For those curious VPP is for the re-programming voltage input and can be ignored here.

Using my multi-meter I was able to confirm 5v was present and the ground was also connected properly.

These Program ROM are connected to two custom QFP SEGA IC (a SEGA 315-5250 and a SEGA 315-5248 on the solder side of the board) and a HD74HC139P 74xxxx Series TTL Logic IC.

The solder on the custom SEGA IC didn’t look the greatest but had no visible continuity issues.
Regardless I re-flowed their solder just to be on the safe side:

No change, so I de-soldered the HD74HC139P and went to test it in my Universal Programmer:

test1

It tested good so got soldered back onto the PCB.

So now I either have a bad custom SEGA IC which can not be replaced or a broken trace somewhere.

I start to have a much closer look all over the PCB under magnification and eventually notice this:

Unfortunately the 3 traces go underneath the IC2 located Program ROM so I had to remove the EPROM and the socket to be able to test these 3 traces properly:

Using the continuity mode of my multi-meter I discover that the top 2 traces are still fine however the trace that connects to PIN 2 of the Program ROM (Address line 16) is broken.

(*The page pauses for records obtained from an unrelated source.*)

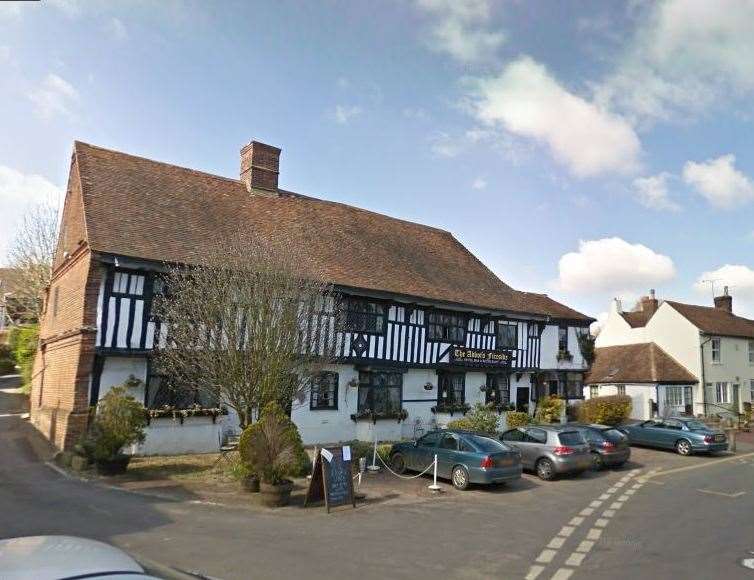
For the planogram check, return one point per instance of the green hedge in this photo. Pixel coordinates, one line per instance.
(23, 342)
(610, 410)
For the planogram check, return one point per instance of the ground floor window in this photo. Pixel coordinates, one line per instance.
(451, 389)
(380, 391)
(324, 392)
(498, 389)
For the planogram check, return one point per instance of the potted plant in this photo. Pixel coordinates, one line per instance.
(272, 448)
(120, 421)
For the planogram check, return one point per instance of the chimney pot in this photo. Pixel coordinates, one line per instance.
(260, 166)
(724, 302)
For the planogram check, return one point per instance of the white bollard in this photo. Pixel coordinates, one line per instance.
(434, 486)
(374, 467)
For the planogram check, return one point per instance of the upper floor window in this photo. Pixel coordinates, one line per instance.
(324, 393)
(563, 338)
(507, 335)
(446, 327)
(360, 315)
(451, 389)
(716, 358)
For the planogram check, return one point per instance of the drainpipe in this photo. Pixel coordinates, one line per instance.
(704, 382)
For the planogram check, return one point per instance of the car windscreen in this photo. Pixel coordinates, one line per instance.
(485, 444)
(613, 435)
(571, 438)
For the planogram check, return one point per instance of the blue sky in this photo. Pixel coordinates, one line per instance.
(587, 150)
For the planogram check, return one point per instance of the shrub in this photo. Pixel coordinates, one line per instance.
(517, 419)
(610, 410)
(272, 447)
(481, 419)
(549, 409)
(120, 421)
(7, 360)
(23, 342)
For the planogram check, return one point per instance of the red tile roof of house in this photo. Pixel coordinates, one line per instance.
(636, 363)
(155, 211)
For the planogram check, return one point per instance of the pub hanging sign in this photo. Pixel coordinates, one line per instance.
(481, 357)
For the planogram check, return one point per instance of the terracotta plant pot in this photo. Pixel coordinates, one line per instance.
(114, 466)
(275, 495)
(250, 483)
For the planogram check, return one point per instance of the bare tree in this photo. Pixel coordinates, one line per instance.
(245, 324)
(30, 255)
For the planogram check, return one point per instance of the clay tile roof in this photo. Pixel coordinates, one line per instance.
(636, 363)
(715, 320)
(637, 319)
(145, 209)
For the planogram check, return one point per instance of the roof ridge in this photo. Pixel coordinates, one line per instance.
(165, 163)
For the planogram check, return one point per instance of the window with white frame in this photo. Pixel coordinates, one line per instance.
(721, 392)
(716, 358)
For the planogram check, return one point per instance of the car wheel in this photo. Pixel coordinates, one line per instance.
(683, 447)
(460, 477)
(545, 469)
(398, 463)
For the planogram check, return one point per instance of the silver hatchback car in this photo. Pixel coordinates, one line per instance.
(550, 450)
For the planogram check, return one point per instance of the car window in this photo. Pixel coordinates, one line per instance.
(513, 435)
(429, 440)
(571, 438)
(614, 435)
(449, 442)
(536, 435)
(486, 444)
(466, 446)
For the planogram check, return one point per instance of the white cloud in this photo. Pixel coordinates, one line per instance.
(685, 56)
(719, 182)
(18, 192)
(479, 183)
(55, 96)
(461, 29)
(116, 29)
(525, 100)
(343, 114)
(612, 265)
(652, 192)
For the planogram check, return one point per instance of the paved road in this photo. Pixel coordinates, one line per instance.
(482, 534)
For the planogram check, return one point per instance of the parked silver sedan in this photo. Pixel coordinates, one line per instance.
(550, 450)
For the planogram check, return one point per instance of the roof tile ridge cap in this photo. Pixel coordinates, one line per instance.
(78, 154)
(165, 163)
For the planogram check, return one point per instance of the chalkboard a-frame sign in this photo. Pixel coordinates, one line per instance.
(331, 478)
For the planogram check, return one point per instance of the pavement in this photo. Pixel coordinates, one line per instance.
(665, 526)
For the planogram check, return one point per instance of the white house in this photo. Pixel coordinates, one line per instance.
(427, 329)
(713, 345)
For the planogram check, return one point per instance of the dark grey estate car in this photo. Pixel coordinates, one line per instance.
(550, 450)
(609, 446)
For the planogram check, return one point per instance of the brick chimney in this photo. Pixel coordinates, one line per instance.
(649, 303)
(260, 164)
(724, 302)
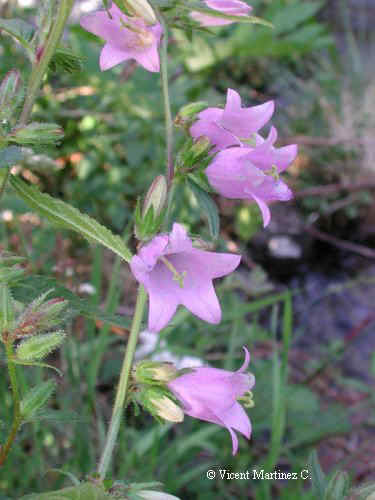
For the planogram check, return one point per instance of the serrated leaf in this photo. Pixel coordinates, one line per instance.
(11, 155)
(39, 346)
(36, 133)
(19, 29)
(208, 207)
(32, 286)
(36, 398)
(66, 216)
(85, 491)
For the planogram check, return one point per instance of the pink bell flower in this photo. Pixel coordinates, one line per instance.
(227, 127)
(174, 272)
(253, 173)
(126, 38)
(228, 7)
(211, 394)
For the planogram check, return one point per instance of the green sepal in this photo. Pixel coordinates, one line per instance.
(36, 398)
(39, 346)
(7, 311)
(65, 59)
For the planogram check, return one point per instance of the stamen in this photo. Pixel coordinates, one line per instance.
(179, 277)
(273, 172)
(247, 400)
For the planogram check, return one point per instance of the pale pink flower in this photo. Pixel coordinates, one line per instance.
(211, 394)
(174, 272)
(126, 38)
(228, 7)
(253, 173)
(227, 127)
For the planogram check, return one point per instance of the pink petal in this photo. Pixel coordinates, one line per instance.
(246, 362)
(111, 56)
(266, 214)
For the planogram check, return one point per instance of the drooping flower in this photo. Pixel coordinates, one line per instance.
(253, 173)
(126, 38)
(229, 126)
(228, 7)
(211, 394)
(174, 272)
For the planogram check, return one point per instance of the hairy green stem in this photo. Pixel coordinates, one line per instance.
(123, 385)
(40, 66)
(16, 402)
(167, 104)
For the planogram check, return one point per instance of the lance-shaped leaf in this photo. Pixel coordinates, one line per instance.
(208, 207)
(85, 491)
(39, 346)
(36, 133)
(66, 216)
(10, 94)
(11, 155)
(36, 398)
(19, 29)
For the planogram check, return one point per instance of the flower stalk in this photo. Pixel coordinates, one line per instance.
(4, 451)
(166, 99)
(123, 385)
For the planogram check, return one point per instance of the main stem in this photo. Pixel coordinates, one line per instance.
(167, 104)
(16, 402)
(40, 66)
(123, 385)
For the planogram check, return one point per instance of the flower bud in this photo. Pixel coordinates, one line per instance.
(40, 316)
(190, 110)
(156, 196)
(149, 218)
(149, 372)
(141, 8)
(158, 402)
(167, 409)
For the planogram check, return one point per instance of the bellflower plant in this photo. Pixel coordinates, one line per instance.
(228, 7)
(211, 394)
(170, 270)
(174, 272)
(126, 38)
(229, 126)
(253, 173)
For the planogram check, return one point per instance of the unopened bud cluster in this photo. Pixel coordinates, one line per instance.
(151, 379)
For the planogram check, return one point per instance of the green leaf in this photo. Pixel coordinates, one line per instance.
(39, 346)
(36, 133)
(19, 29)
(66, 216)
(208, 207)
(32, 286)
(85, 491)
(36, 398)
(11, 155)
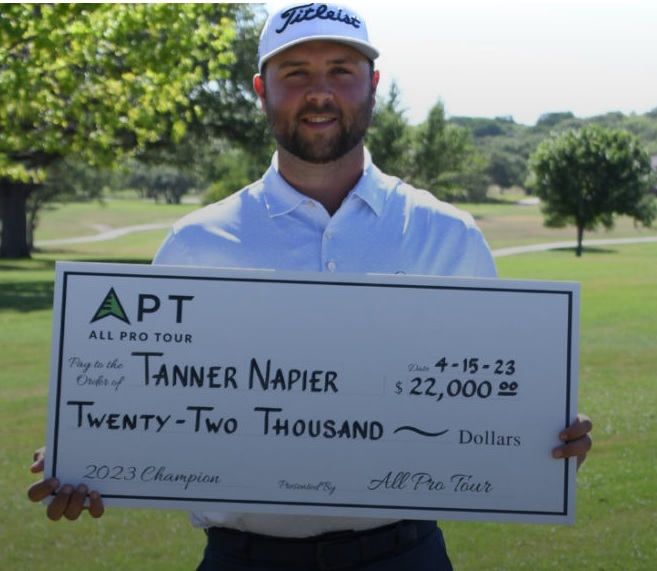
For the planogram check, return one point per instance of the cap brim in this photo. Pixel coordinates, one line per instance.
(363, 47)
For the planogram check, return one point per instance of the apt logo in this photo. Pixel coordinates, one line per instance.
(111, 306)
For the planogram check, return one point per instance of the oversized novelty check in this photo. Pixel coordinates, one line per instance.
(308, 393)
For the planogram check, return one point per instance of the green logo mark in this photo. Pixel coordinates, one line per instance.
(111, 306)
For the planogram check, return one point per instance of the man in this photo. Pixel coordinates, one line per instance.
(322, 206)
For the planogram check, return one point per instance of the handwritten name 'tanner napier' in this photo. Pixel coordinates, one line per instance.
(261, 376)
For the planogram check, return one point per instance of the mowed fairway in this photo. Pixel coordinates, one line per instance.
(616, 525)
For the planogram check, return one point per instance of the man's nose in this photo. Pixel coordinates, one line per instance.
(319, 90)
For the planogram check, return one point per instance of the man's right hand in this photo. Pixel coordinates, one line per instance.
(69, 502)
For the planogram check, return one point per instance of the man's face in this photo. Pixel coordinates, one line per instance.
(318, 98)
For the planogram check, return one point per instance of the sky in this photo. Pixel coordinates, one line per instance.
(492, 58)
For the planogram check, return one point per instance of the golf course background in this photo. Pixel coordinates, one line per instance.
(616, 526)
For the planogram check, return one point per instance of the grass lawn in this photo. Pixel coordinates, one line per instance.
(616, 525)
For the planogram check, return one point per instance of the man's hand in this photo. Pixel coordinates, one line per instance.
(69, 502)
(576, 439)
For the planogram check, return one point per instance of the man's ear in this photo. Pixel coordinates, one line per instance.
(376, 76)
(259, 87)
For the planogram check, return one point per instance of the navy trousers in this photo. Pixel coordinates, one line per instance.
(426, 552)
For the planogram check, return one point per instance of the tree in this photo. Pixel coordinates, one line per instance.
(445, 160)
(388, 135)
(97, 81)
(585, 177)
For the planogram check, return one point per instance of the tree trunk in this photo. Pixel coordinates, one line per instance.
(580, 239)
(13, 209)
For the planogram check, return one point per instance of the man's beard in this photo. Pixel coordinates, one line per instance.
(321, 148)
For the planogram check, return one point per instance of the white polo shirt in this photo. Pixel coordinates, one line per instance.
(383, 226)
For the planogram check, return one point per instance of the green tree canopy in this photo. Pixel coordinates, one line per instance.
(585, 177)
(97, 81)
(445, 160)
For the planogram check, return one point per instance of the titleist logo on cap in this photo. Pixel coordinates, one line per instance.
(309, 12)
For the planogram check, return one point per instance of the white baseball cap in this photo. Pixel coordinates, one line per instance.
(301, 23)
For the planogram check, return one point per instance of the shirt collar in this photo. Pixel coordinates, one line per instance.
(281, 198)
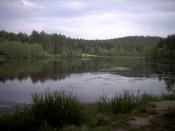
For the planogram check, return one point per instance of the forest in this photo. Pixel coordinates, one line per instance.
(42, 44)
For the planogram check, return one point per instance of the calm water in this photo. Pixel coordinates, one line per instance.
(87, 78)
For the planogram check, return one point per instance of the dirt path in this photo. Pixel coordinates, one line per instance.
(158, 109)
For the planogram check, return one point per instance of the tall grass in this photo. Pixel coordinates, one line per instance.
(54, 110)
(123, 103)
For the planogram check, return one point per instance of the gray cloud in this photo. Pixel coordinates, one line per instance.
(88, 18)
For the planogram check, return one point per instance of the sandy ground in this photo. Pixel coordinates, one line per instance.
(158, 109)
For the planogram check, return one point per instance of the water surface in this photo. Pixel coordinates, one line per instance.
(87, 78)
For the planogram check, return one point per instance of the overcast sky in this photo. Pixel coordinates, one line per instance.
(89, 19)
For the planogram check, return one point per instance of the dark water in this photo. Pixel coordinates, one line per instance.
(87, 78)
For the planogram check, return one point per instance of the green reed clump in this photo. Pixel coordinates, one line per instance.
(57, 109)
(123, 103)
(168, 96)
(54, 110)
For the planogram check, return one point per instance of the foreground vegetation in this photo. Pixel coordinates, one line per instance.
(63, 111)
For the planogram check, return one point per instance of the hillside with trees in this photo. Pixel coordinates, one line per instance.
(59, 45)
(164, 49)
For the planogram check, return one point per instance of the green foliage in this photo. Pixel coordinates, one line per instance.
(123, 103)
(52, 110)
(164, 49)
(16, 49)
(62, 46)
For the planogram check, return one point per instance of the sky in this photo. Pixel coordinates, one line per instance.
(89, 19)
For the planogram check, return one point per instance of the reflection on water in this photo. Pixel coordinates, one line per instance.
(88, 78)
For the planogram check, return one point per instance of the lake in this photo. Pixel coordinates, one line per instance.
(87, 78)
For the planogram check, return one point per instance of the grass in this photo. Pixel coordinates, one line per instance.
(63, 111)
(53, 110)
(123, 103)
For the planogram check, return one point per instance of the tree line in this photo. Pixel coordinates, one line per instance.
(59, 45)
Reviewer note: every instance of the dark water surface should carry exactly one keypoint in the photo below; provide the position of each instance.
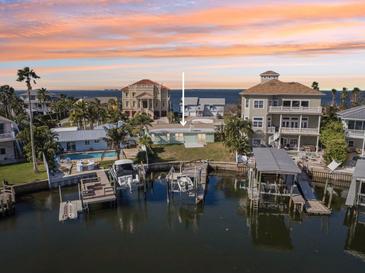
(150, 235)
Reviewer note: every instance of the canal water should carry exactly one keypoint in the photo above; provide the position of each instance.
(148, 235)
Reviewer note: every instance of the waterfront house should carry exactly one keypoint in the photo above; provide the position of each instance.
(353, 120)
(203, 107)
(36, 105)
(283, 114)
(146, 96)
(72, 139)
(10, 150)
(192, 135)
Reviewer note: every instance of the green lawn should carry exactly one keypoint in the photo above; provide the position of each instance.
(21, 173)
(212, 151)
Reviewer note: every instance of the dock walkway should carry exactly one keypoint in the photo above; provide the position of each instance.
(312, 205)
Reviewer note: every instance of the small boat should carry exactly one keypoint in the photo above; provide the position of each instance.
(126, 174)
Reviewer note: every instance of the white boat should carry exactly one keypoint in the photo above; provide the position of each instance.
(126, 174)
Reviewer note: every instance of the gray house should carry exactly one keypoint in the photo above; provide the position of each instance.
(353, 120)
(203, 107)
(10, 150)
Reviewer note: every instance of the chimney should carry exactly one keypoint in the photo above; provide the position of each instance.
(268, 76)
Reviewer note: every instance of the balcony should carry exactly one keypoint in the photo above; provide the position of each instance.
(355, 133)
(295, 110)
(7, 136)
(303, 131)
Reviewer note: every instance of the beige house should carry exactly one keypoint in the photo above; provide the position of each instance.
(146, 96)
(10, 150)
(283, 114)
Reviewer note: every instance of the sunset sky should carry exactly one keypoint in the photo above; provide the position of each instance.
(99, 44)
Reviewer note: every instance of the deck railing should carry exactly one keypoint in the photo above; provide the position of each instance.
(282, 109)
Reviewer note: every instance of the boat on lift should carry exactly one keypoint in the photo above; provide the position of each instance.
(126, 174)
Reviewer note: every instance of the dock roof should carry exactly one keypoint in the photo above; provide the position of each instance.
(273, 160)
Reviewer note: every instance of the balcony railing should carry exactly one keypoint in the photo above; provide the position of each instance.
(282, 109)
(289, 130)
(355, 133)
(7, 135)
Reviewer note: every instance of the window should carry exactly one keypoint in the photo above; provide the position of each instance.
(257, 122)
(258, 104)
(286, 103)
(201, 137)
(179, 137)
(304, 104)
(295, 104)
(256, 142)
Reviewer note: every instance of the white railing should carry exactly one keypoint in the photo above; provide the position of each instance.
(7, 135)
(289, 130)
(279, 109)
(355, 133)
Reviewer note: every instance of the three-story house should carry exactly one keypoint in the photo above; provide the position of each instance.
(146, 96)
(283, 114)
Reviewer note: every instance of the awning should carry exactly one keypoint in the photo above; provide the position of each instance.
(274, 161)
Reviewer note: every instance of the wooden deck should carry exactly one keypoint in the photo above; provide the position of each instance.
(97, 190)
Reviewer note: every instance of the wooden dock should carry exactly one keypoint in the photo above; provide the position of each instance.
(97, 190)
(7, 199)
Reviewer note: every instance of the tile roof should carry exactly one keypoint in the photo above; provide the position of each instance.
(277, 87)
(269, 73)
(353, 113)
(80, 135)
(212, 101)
(146, 82)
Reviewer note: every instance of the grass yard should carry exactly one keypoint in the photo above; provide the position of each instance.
(21, 173)
(212, 151)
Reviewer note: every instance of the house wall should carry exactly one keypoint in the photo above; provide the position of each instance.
(9, 151)
(81, 146)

Usually here I would scrape away the solder mask a little around the break and re-connect the trace with some thin gauge wire, however at present I don’t have a fibreglass pen at hand so I had to resort to a bodge wire which i placed on the underside of the ROM board:

And working again:

image

Since this is a repaired ROM board and because I already have a working E-Swat ROM Board I am tempted to convert this into another game (possibly Golden Axe) in the future.